「あ」

 その木の枝の一本に、漆黒の獣が丸くなって昼寝をしていた。

「おーい、ししょーう!」
「お久しぶりです!」
『…………』

 ゆっくりと瞳が開く。
 毛並みに負けず劣らずの黒い瞳。
 そう、この黒い大型の獣が、俺とセレーナの師匠……。

『お前たち……勇者のパーティーに選抜されたんじゃなかったのか?』
「いやぁ、それが……」
『なんだ、やはりダメダメだったのか? 仕方ないのう』

 すとん、と獣が黒い(もや)を纏いながら降りてくる。
 その靄が幼い少年の姿に回収され、俺たちの前に立つ頃にはすっかり消え失せた。
 残ったその少年は、不敵な笑みを浮かべている。
 その方こそ、俺たちの師匠……幻獣ケルベロスの八雲(やくも)様。
 幼い、十歳ほどの少年の姿をしているが——この姿を舐めてかかれば骨も残らず消滅するだろう。
 相変わらず相対するだけで少し緊張する。
 修行すればするほど、この方との差を如実に感じるようになるからだ。

「イヅルとステルスも呼んでおいで。茶でもしばきながら、そのダメダメな勇者について教えておくれ。狩るかどうかはすぐには決めぬが……ある程度人柄は知っておきたい」
「は、はい」
「セレーナはお茶の準備を。
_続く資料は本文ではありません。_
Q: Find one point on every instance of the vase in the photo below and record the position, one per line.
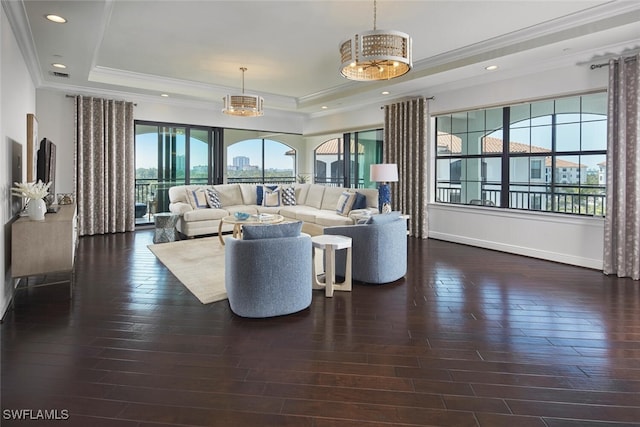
(36, 209)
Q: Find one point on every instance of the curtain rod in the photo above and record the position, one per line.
(605, 64)
(73, 96)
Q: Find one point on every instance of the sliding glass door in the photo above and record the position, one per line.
(168, 155)
(345, 161)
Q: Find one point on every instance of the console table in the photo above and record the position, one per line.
(40, 248)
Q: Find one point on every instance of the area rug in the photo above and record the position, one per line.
(198, 264)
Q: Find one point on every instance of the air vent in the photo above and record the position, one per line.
(59, 74)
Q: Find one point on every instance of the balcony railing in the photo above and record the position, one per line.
(563, 202)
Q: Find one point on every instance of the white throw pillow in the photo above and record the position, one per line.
(345, 202)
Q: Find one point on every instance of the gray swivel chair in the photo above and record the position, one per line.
(268, 276)
(379, 249)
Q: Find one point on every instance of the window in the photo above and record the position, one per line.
(547, 155)
(168, 155)
(345, 161)
(260, 161)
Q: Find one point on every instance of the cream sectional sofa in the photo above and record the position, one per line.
(315, 205)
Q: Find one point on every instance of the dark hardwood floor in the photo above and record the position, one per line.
(470, 337)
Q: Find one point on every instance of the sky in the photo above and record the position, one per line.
(147, 152)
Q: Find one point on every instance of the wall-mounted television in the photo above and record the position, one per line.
(46, 164)
(16, 175)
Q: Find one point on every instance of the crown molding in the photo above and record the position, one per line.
(17, 17)
(595, 19)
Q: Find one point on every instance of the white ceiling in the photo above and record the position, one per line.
(192, 50)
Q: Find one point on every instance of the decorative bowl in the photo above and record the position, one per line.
(241, 215)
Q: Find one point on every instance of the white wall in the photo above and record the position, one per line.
(556, 237)
(17, 98)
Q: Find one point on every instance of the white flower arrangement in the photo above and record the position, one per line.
(31, 190)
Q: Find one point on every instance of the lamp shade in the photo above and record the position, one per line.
(384, 172)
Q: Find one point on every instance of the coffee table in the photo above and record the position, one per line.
(253, 219)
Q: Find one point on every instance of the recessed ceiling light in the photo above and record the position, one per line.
(56, 18)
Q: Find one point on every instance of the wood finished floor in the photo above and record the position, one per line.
(470, 337)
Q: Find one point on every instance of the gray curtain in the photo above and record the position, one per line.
(622, 222)
(405, 143)
(105, 168)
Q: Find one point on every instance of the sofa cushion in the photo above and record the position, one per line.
(384, 218)
(241, 208)
(213, 198)
(314, 196)
(291, 211)
(270, 231)
(197, 198)
(288, 196)
(360, 202)
(301, 193)
(271, 197)
(345, 203)
(307, 215)
(330, 198)
(230, 194)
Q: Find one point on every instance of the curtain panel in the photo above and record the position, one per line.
(105, 166)
(405, 143)
(622, 221)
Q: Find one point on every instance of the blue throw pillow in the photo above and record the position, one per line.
(384, 218)
(360, 202)
(270, 231)
(260, 192)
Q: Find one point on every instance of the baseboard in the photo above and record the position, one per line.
(520, 250)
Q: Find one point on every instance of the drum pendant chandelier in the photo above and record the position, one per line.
(376, 55)
(244, 105)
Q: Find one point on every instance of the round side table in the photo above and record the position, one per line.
(165, 223)
(330, 244)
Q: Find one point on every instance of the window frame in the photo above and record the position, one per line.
(460, 140)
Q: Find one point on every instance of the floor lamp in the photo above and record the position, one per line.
(384, 173)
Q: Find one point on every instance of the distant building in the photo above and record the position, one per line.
(240, 162)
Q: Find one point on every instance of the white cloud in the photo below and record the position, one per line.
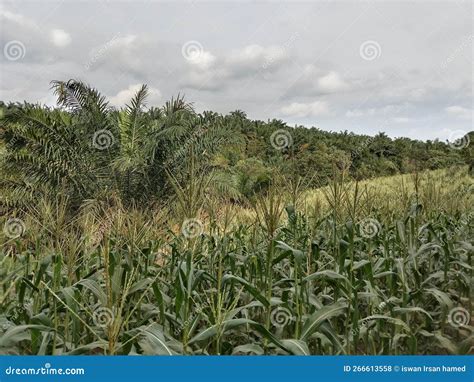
(360, 112)
(301, 110)
(202, 60)
(332, 82)
(402, 119)
(460, 112)
(60, 38)
(256, 57)
(124, 96)
(16, 18)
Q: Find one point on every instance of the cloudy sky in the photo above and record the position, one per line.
(403, 67)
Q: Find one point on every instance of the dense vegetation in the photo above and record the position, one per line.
(90, 150)
(170, 232)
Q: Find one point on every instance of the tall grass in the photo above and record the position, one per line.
(375, 267)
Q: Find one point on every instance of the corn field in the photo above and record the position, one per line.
(374, 268)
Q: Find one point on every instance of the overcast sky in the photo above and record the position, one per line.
(403, 67)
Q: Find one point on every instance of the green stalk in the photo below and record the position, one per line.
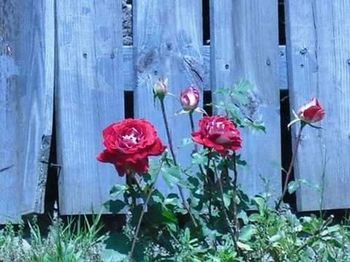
(290, 168)
(171, 148)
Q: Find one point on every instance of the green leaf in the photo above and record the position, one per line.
(170, 216)
(116, 190)
(110, 255)
(227, 200)
(293, 186)
(260, 203)
(118, 242)
(114, 206)
(199, 159)
(172, 176)
(243, 215)
(244, 246)
(247, 232)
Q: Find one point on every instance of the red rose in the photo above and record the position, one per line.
(189, 98)
(311, 112)
(219, 133)
(129, 143)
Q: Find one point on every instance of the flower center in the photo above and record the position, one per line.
(132, 136)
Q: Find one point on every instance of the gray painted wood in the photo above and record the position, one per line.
(318, 65)
(130, 70)
(167, 42)
(244, 45)
(26, 104)
(89, 97)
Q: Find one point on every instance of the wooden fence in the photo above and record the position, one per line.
(64, 62)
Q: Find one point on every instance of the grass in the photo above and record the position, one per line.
(76, 240)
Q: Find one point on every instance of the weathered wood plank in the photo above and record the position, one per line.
(130, 70)
(244, 45)
(26, 104)
(318, 65)
(89, 97)
(167, 41)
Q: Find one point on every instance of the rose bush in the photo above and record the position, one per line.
(129, 143)
(219, 133)
(311, 112)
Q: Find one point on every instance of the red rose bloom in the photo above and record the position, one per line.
(219, 133)
(311, 112)
(129, 143)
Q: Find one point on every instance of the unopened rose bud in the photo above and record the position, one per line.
(311, 112)
(160, 88)
(189, 98)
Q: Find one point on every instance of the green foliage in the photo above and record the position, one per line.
(71, 242)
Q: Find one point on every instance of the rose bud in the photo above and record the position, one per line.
(160, 88)
(189, 98)
(219, 133)
(311, 112)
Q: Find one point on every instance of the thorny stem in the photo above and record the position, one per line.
(184, 202)
(316, 234)
(229, 224)
(235, 219)
(205, 174)
(294, 154)
(144, 209)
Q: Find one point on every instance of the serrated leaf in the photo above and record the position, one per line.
(117, 190)
(293, 186)
(244, 246)
(227, 200)
(243, 215)
(114, 206)
(199, 159)
(247, 232)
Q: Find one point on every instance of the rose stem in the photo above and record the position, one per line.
(205, 175)
(144, 209)
(294, 154)
(184, 202)
(229, 224)
(235, 175)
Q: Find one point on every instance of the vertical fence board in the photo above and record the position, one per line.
(89, 97)
(167, 38)
(244, 45)
(26, 104)
(9, 177)
(318, 65)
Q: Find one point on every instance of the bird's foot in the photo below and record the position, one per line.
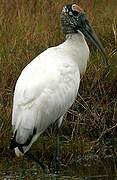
(40, 162)
(56, 165)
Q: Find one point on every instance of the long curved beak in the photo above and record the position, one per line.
(90, 34)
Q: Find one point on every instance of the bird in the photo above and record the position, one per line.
(49, 84)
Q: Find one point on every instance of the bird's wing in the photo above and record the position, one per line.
(44, 91)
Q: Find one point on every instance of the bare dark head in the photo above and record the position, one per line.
(73, 20)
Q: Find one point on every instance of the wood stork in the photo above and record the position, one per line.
(48, 85)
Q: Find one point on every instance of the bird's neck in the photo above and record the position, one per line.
(77, 48)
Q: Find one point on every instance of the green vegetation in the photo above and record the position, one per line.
(29, 27)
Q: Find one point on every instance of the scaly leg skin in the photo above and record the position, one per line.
(56, 158)
(44, 167)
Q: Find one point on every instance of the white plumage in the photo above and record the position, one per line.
(47, 87)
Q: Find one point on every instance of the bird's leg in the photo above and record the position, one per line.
(42, 165)
(56, 159)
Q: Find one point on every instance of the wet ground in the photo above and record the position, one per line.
(90, 168)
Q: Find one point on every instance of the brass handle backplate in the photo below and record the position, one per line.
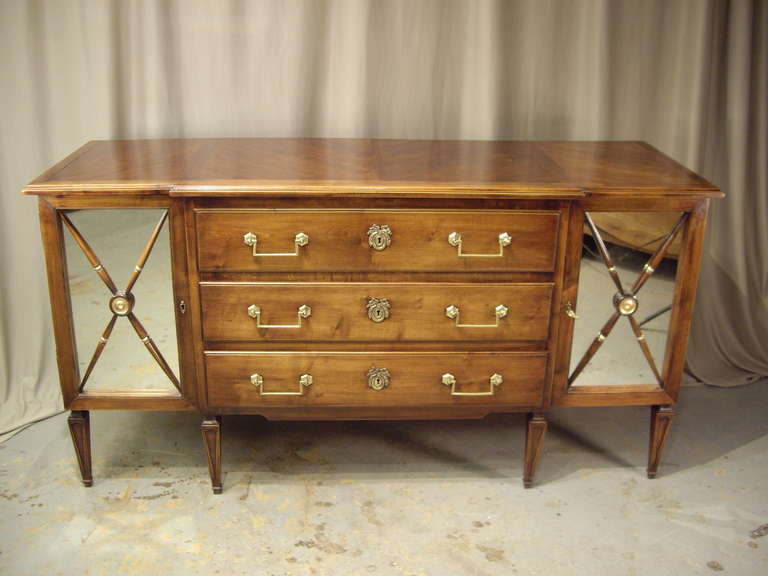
(494, 382)
(254, 312)
(301, 239)
(454, 239)
(500, 312)
(305, 381)
(379, 237)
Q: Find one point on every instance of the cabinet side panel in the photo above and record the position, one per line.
(61, 308)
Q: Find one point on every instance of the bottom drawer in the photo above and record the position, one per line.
(238, 379)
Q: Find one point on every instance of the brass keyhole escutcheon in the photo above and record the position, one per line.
(379, 237)
(378, 378)
(378, 309)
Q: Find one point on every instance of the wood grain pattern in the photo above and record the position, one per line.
(339, 311)
(341, 379)
(79, 422)
(211, 431)
(251, 166)
(338, 240)
(51, 230)
(536, 429)
(216, 190)
(661, 422)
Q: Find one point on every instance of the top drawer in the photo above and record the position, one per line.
(377, 240)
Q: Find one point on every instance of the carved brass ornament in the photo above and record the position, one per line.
(569, 311)
(379, 237)
(122, 302)
(626, 304)
(305, 381)
(454, 239)
(254, 312)
(378, 378)
(378, 309)
(494, 382)
(251, 239)
(500, 312)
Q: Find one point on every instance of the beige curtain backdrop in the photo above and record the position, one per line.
(687, 76)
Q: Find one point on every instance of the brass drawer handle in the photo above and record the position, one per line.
(254, 312)
(454, 239)
(305, 381)
(500, 312)
(494, 382)
(301, 239)
(379, 237)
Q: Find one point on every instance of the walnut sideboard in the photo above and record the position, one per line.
(366, 279)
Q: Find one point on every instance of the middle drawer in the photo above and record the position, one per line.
(362, 312)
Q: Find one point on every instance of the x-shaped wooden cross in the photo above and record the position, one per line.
(625, 301)
(122, 301)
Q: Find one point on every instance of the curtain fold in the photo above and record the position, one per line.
(687, 76)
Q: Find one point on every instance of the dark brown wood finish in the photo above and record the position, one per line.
(342, 379)
(339, 312)
(211, 430)
(334, 190)
(216, 167)
(80, 429)
(534, 440)
(661, 422)
(338, 240)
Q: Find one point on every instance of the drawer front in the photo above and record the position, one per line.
(363, 312)
(374, 379)
(338, 240)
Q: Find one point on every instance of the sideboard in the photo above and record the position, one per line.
(365, 279)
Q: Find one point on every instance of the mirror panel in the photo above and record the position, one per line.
(631, 240)
(140, 352)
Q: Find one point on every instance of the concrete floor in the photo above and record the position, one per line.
(396, 498)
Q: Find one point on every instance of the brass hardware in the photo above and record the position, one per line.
(500, 311)
(626, 304)
(254, 311)
(379, 237)
(301, 239)
(378, 378)
(378, 309)
(454, 239)
(305, 381)
(121, 304)
(494, 381)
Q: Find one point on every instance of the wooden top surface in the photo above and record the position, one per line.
(252, 166)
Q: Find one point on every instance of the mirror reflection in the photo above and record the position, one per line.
(119, 270)
(620, 335)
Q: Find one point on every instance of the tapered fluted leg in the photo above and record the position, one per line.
(661, 420)
(80, 428)
(534, 439)
(211, 429)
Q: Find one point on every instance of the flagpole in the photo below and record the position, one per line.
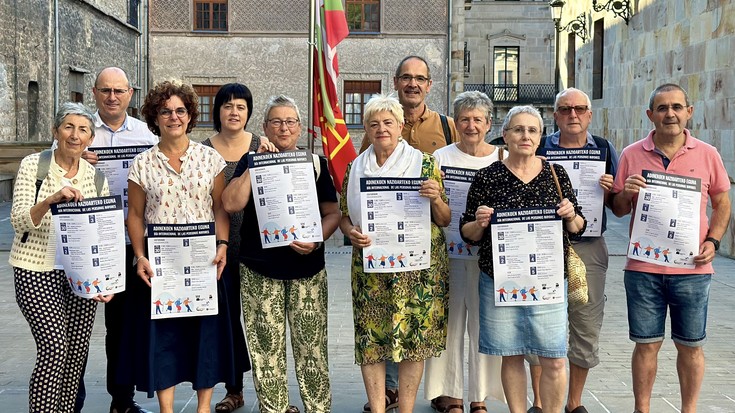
(312, 45)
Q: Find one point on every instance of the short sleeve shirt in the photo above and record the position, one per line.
(178, 198)
(694, 159)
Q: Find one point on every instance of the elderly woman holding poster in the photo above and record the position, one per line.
(521, 180)
(286, 284)
(399, 316)
(178, 181)
(60, 321)
(445, 374)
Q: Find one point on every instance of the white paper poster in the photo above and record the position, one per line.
(666, 221)
(398, 221)
(585, 167)
(185, 280)
(528, 256)
(284, 193)
(115, 162)
(90, 244)
(457, 183)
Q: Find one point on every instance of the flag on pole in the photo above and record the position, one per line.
(328, 123)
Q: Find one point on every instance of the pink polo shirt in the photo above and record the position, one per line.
(695, 159)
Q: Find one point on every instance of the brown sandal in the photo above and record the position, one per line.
(230, 403)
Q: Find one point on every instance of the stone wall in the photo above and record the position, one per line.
(523, 24)
(266, 49)
(685, 42)
(90, 38)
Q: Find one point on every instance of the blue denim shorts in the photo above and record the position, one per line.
(651, 295)
(512, 331)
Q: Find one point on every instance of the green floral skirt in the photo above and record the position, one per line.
(401, 316)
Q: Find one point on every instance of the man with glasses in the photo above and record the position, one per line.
(652, 289)
(113, 127)
(424, 129)
(573, 114)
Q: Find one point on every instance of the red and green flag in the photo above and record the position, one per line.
(328, 123)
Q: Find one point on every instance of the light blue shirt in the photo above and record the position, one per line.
(133, 132)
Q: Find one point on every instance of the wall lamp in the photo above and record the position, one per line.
(577, 26)
(620, 8)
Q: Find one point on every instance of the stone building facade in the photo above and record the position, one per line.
(265, 46)
(509, 54)
(92, 34)
(689, 43)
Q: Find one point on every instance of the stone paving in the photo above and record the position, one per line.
(608, 388)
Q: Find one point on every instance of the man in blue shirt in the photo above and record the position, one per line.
(573, 114)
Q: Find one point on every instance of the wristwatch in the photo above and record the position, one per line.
(714, 242)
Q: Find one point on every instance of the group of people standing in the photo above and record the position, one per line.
(406, 322)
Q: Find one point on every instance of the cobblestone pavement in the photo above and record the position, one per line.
(608, 387)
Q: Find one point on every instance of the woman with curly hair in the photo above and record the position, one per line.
(399, 316)
(192, 349)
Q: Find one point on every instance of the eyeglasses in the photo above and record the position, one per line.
(520, 130)
(420, 80)
(166, 113)
(108, 91)
(566, 110)
(277, 123)
(676, 107)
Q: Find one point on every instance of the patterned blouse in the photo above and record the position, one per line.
(497, 187)
(178, 198)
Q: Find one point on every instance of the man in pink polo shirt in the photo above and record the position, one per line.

俺が二人を探してくる」
「うん」
「うん!?」
「「?」」

 なんか急に振り替えられた。
「なんですか?」と首を傾げると、妙に汗ばんだ表情をしながら目をゆっくり背けられる。
 どうしたのだろう?

「師匠?」
「あ……い、いや、そ、そうか……まあ、それもそうじゃよな……普通、呼びに行くのはライズか……う、うむ……」
「? 行ってきます?」
「お、おう……で、ではセレーナよ、儂がお菓子を用意するから、そ、そ、そ、その方は茶を、頼む……」
「はい!」

 なぜか声が震える師匠。
 まあ、俺は俺の仕事をしよう。
 イヅル様を呼んでこなければ……と、家の周りを一周してみる事にした。

「イヅル様!」
「ライズ? おやおや、久しぶりですね」

 長い白髪を地面まで垂らした金眼の龍が人に化けた姿。
 この方がイヅル様。
『賢者の森』の『賢者』であり、古龍だ。
 そしてイヅル様の肩にとまっている黒い小鳥……これが魔王ステルスである。
 なんとも惨めな姿だが、セレーナの腹パンを食らってこの姿なのだからさすが魔王、と言わざるを得ない。
 俺の姿を見るとツン、と嘴を背けて見た目とは裏腹に態度はとても可愛くないけれど。

「どうしたのですか? セレーナは一緒ではないのですか?」
「そのお話もしたく戻って参りました。師匠には先程会い、お茶をしようと言われまして……セレーナにはお茶をお願いしています」
『!?』
「!? ……ふ、ふむ。セレーナのお茶……」
「? なにか?」
「あ、いえ、すぐに行きます。ワタシはまだ死にたくないので」
「え?」

 ばびゅん、と移動魔法『瞬歩』まで使って家に帰っていくイヅル様。
 あんなに慌ててどうしたのだろう?
 なんにせよ、俺も早く行こう。
 色々相談したい事が山積みだ。

「……というわけで、言い寄られたのでセレーナと一緒に勇者のもとから出てきてしまいました」

 イヅル様を追って家に入ると、家の中はすでにいい香りが充満していた。
 さすがは師匠、焼き菓子を焼かせたら右に出るものはいないな。
 そしてその隣で瘴気が発生している。
 あ、あー……と師匠たちの様子がおかしかった理由を今更ながらに察したが、まずは座れと言われて事情の説明を優先した。
 勇者殿がセレーナへ裏で嫌がらせをしていたのは、俺の見立てでは間違いない。
 しかし、セレーナは詳しくは語らずカップを持ち上げてあの瘴気あふれるお茶を一口口にする。マジか。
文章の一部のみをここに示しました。